Suppose that $A$ tosses a coin which lands heads with probability $p_A$ and $B$ tosses a coin which lands heads with probability $p_B$. They toss their coins simultaneously over and over again, in a competition to see who gets the first head. The one to get the first head is the winner, except that a draw results if they get their first heads together.
Calculate P(A wins).
Let $X_A$ be the # of tosses that it takes $A$ to get the first head, $X_A \ge 1$.

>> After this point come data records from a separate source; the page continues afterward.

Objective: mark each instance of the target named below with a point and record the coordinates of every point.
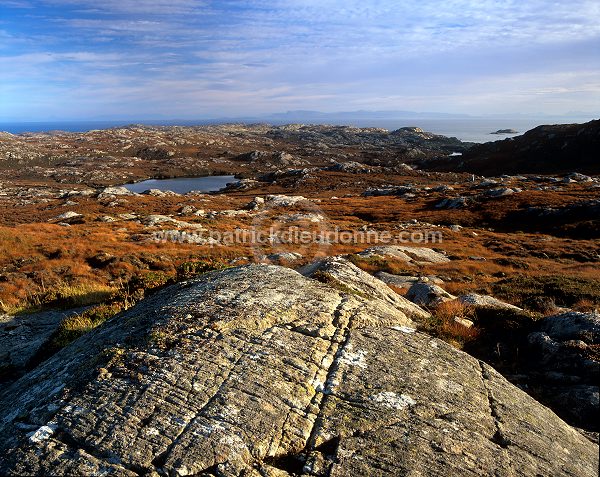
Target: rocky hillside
(259, 370)
(552, 149)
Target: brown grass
(443, 325)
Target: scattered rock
(563, 372)
(417, 255)
(486, 302)
(428, 294)
(259, 371)
(453, 203)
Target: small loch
(182, 185)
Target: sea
(465, 129)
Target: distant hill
(550, 149)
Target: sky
(192, 59)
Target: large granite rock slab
(258, 370)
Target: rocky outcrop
(340, 273)
(550, 149)
(486, 302)
(566, 370)
(428, 294)
(414, 255)
(258, 370)
(22, 337)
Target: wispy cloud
(189, 58)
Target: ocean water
(468, 129)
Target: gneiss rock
(340, 273)
(417, 255)
(562, 369)
(428, 294)
(22, 336)
(258, 370)
(486, 302)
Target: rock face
(258, 370)
(22, 336)
(567, 370)
(553, 149)
(428, 294)
(486, 302)
(417, 255)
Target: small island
(505, 131)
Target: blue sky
(83, 59)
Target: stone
(428, 294)
(346, 275)
(406, 281)
(417, 255)
(464, 322)
(22, 337)
(562, 370)
(111, 192)
(68, 216)
(284, 200)
(486, 302)
(453, 203)
(258, 370)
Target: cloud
(183, 57)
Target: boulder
(112, 192)
(339, 272)
(562, 369)
(406, 281)
(428, 294)
(284, 200)
(416, 255)
(69, 217)
(22, 337)
(486, 302)
(258, 370)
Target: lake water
(465, 129)
(182, 185)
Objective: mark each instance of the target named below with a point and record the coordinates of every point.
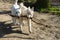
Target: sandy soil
(44, 26)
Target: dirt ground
(44, 26)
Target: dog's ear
(32, 8)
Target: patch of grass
(52, 10)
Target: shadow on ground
(7, 28)
(5, 12)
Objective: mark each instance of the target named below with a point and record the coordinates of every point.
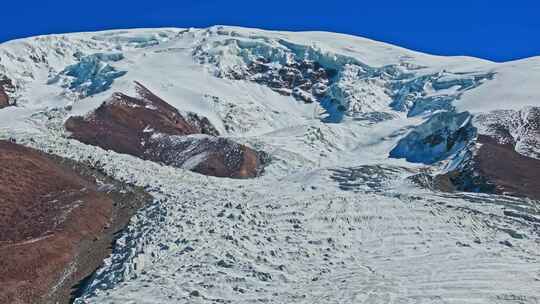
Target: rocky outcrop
(53, 210)
(148, 127)
(4, 98)
(5, 86)
(496, 168)
(502, 159)
(520, 129)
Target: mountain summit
(283, 167)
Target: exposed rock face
(208, 155)
(4, 98)
(50, 210)
(5, 85)
(520, 129)
(504, 158)
(150, 128)
(498, 168)
(305, 80)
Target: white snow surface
(332, 220)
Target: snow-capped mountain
(293, 167)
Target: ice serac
(93, 74)
(5, 85)
(441, 136)
(148, 127)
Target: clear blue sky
(495, 30)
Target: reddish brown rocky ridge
(56, 224)
(148, 127)
(505, 157)
(5, 85)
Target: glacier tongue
(334, 219)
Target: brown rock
(56, 227)
(46, 213)
(495, 168)
(149, 128)
(4, 98)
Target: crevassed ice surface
(333, 219)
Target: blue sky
(495, 30)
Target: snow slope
(334, 219)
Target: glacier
(348, 125)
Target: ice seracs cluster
(293, 167)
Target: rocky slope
(150, 128)
(57, 223)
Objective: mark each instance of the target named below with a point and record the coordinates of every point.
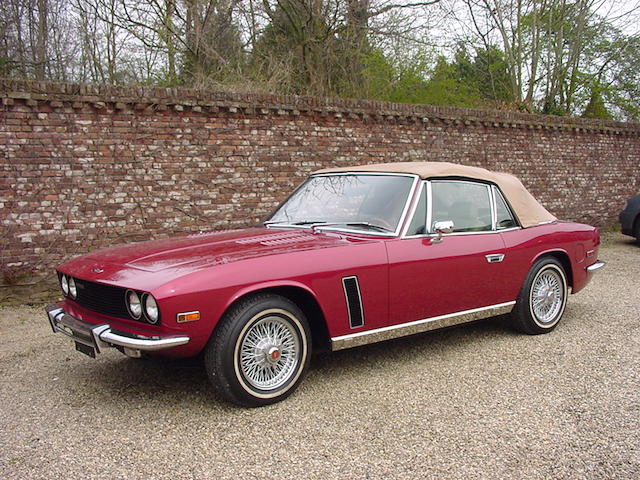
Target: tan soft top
(528, 210)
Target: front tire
(260, 351)
(542, 299)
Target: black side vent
(354, 301)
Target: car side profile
(630, 218)
(354, 255)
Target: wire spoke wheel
(547, 296)
(269, 353)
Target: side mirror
(442, 227)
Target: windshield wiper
(372, 226)
(321, 223)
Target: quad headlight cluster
(68, 286)
(140, 305)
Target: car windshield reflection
(371, 203)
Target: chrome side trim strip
(495, 257)
(418, 326)
(596, 266)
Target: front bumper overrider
(91, 339)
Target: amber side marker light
(188, 317)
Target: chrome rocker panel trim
(596, 266)
(419, 326)
(102, 336)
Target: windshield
(366, 202)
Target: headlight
(151, 309)
(133, 304)
(73, 291)
(64, 284)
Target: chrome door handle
(494, 257)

Let $X_B$ be the # of tosses that it takes $B$ to get the first head, $X_B \ge 1$.
$P(A $ wins$)$
$= P(X_A \lt X_B)$
$=\sum_{i=1}^{\infty}P(X_A<X_B|X_A=i)P(X_A=i)$
$=\sum_{i=1}^{\infty}(1-p_B)^i(1-p_A)^{i-1}p_A$
$=\frac{p_A}{1-p_A}\sum_{i=1}^{\infty}(1-p_B)^i(1-p_A)^i$
$=\frac{p_A}{1-p_A}\sum_{i=1}^{\infty}((1-p_B)(1-p_A))^i$
$=\frac{p_A}{1-p_A}\left(\sum_{i=0}^{\infty}((1-p_B)(1-p_A))^i - ((1-p_B)(1-p_A))^0\right)$
$=\frac{p_A}{1-p_A}\left(\frac{1}{1-(1-p_A)(1-p_B)}-1\right)$
Textbook Answer:
$\frac{(1-p_A)p_B}{1−(1−p_A )(1−p_B )}$
They're not the same, I tested with $p_A = 0.2$, $p_B=0.5$
Literally had to search every corner of the internet for this solution. I'll just leave it here.